Flaherty/Corsano

+ Tara Jane O'Neil

+ Gubbe

+ Glenn Jones

+ Jack Rose

Paris, Voutes - 08.11.2004

» Compte Rendu

le 04.12.2004 à 06:00 · par Ana C.

Textile Records (un label à suivre!) était à l'origine de cette deuxième soirée "Bag of Spoon" qui proposait une alléchante réunion d'artistes. Belle affiche donc, pour adoucir le froid imminent de l'hiver parisien, à un prix pas du tout parisien (7€). Pour autant, l'information semble être restée plutôt confidentielle, expliquant probablement la faible affluence: bien que petite, la salle des Voûtes était largement suffisante pour accueillir le valeureux public qui s'était déplacé.

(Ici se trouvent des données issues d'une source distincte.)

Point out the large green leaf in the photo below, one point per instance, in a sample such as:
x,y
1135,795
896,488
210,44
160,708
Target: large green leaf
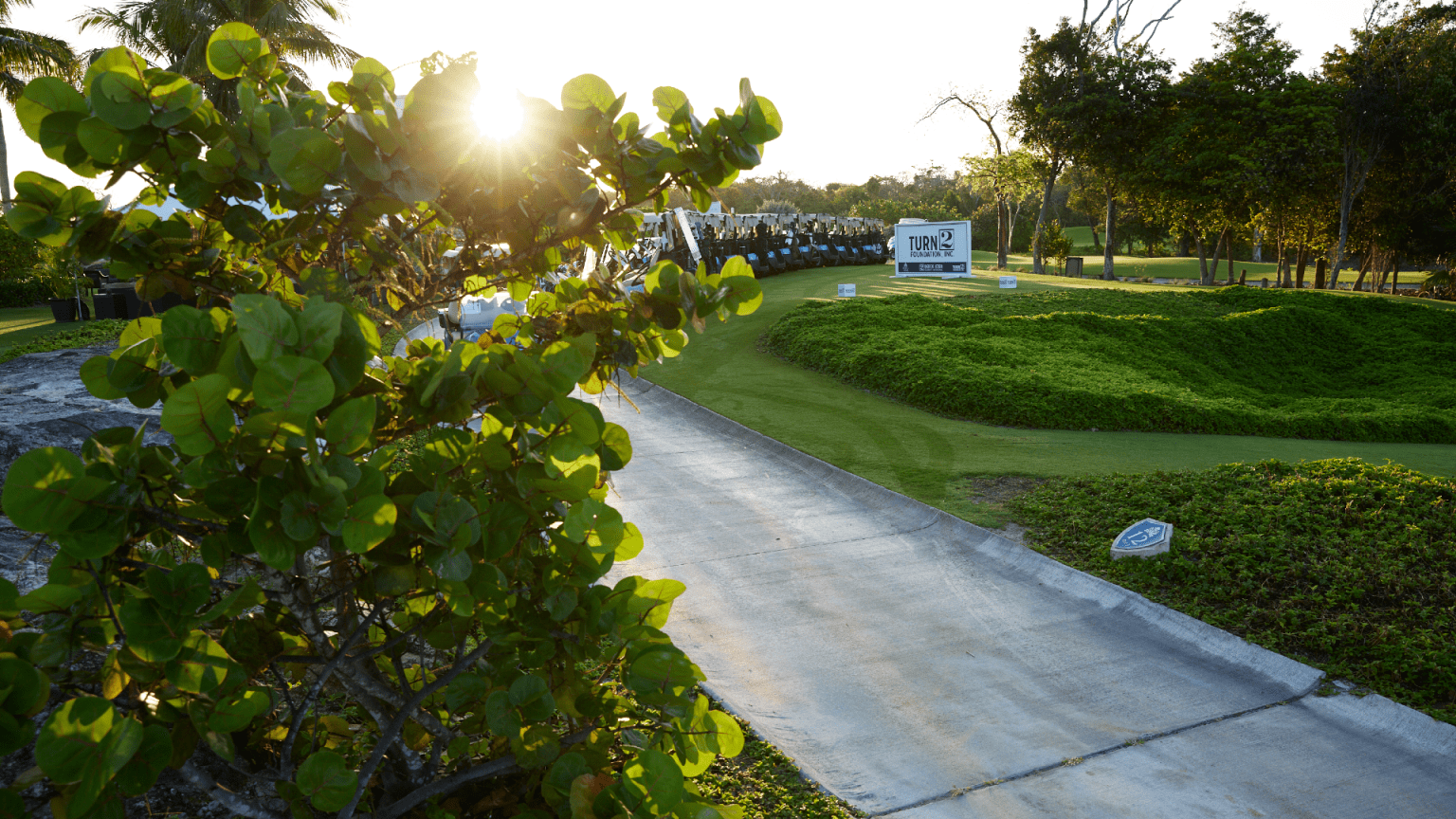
x,y
72,737
351,425
231,48
616,447
121,100
233,713
326,781
663,669
291,384
200,666
369,522
273,542
154,634
44,97
198,414
727,737
319,328
265,327
146,765
182,591
25,688
587,91
654,780
102,140
38,493
304,159
652,599
192,338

Après une longue et regrettable attente qui constituera, peut-être, le principal point faible de la soirée, Gubbe ouvre les hostilités. Malgré le caractère relativement "amateur" de cette formation, auquel se sont ajoutés quelques problèmes techniques (cordes cassées, attente, affinement...), leur performance s'est révélée plus qu'honorable: dialogues intelligents entre la batterie et la guitare, complétés par de consistantes lignes de basse, qui laissent deviner de bonnes idées ainsi qu'un indéniable goût esthétique de la part des membres du groupe. Côté reproches, le manque de "métier" sur scène et, il faut l'avouer, d'une bonne voix, mais l'on gardera cependant en mémoire l'image d'une formation appartenant au vivier de projets intéressants et prometteurs.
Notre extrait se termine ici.